Everyone must understand that once clean water intended for drinking, washing, and bathing is polluted, the environment is not the only victim. It is very obvious that human health will be the other major casualty since all of us need clean water to survive.

There is no better way to epitomize the need for clean water to that of the U.S., in which the public water systems are responsible for the treatment and delivery of about 44 billion gallons of clean water to all those who need it, including homes, public places, business establishments, commercial centers, and industries on a daily basis. If you’re wondering where all this water comes from, then think about inland and surface bodies of water like rivers, streams, and lakes. There are a lot of things that the water needs to undergo before it gets delivered to homes, the purpose of which is to make sure it does not contain harmful substances like bacteria, chemicals, and particulates. So, it’s fair to say that the clean and potable water we are using every day for eating, cooking, drinking, cleaning, and bathing needs to be valued the way it needs to be valued.
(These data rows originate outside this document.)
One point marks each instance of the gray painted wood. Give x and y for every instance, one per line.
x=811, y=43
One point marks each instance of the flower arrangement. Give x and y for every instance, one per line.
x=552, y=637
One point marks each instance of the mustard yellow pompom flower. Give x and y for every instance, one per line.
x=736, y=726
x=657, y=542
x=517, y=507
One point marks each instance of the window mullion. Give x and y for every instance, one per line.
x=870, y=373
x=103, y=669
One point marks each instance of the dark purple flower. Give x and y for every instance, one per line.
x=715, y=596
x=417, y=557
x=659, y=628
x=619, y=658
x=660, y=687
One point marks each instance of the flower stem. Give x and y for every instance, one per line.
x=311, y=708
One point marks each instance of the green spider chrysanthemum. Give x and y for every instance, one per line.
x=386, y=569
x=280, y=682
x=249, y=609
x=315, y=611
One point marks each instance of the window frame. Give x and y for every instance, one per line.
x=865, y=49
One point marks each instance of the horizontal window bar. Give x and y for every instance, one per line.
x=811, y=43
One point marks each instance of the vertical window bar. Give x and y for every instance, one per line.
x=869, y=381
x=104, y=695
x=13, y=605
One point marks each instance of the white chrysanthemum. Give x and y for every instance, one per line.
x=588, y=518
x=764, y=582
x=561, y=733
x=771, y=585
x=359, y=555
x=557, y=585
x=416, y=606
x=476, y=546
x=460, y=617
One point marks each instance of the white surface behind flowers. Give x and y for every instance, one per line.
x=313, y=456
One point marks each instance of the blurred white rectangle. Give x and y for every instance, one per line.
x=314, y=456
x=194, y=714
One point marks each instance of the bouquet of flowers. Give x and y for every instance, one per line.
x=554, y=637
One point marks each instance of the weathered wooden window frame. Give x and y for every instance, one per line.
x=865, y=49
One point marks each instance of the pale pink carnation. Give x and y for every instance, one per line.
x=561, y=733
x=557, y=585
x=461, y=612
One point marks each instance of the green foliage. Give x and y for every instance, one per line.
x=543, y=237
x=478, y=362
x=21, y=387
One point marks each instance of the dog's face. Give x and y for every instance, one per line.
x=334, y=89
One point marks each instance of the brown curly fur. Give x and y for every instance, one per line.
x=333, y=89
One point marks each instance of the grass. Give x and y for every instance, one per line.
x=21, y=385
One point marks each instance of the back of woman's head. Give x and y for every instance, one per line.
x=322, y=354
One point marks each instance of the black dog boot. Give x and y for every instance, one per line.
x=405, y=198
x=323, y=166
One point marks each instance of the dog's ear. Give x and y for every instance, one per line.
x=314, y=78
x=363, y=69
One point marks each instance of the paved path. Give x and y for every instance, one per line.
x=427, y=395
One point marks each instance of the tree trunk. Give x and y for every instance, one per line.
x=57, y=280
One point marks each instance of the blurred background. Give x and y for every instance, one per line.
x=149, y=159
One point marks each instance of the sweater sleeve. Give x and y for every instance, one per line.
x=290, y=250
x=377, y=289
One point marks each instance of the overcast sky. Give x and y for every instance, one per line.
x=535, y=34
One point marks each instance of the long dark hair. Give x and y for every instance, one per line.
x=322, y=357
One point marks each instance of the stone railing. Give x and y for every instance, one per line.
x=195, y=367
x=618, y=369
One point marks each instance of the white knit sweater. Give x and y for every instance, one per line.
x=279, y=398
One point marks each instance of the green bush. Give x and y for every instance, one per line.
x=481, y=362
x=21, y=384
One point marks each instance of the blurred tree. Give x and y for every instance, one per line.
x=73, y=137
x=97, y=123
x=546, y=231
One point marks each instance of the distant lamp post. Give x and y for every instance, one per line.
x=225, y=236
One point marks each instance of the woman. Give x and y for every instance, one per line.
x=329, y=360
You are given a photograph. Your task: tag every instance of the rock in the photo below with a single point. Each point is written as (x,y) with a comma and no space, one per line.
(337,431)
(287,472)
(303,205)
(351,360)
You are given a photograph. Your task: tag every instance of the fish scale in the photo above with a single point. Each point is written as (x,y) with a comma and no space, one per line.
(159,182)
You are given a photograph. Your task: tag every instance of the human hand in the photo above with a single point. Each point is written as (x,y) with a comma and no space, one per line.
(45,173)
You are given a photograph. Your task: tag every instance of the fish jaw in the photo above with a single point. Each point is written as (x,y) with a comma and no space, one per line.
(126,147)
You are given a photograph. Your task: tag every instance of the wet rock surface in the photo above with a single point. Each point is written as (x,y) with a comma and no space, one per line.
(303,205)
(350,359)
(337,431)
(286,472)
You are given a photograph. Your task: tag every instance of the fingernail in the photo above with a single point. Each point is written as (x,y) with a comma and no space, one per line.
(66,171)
On one hand, many Americans feel like they’re paying too much for clean and potable water; on the other hand, millions of people in some regions in Africa and Asia don’t even have access to freshwater. This shows how spoiled we have become without realizing that the need for clean water for drinking and bathing is a dire one for some people living in the same planet. If only there was a chance to trade places, many of us who live very comfortable lives with water readily available wouldn’t be able to survive the kind of condition some people are facing on a mundane basis.

Sadly, there is very little many of us can do to help those who don’t get enough clean water to make it through the day. But then again, it doesn’t mean you just do nothing because at this point, you can start acknowledging the sense of urgency in terms of stopping water pollution. If we continue denying the alarming level over which our waters are being used as dumping ground for waste, we will soon find ourselves having to starve and thirst for clean water.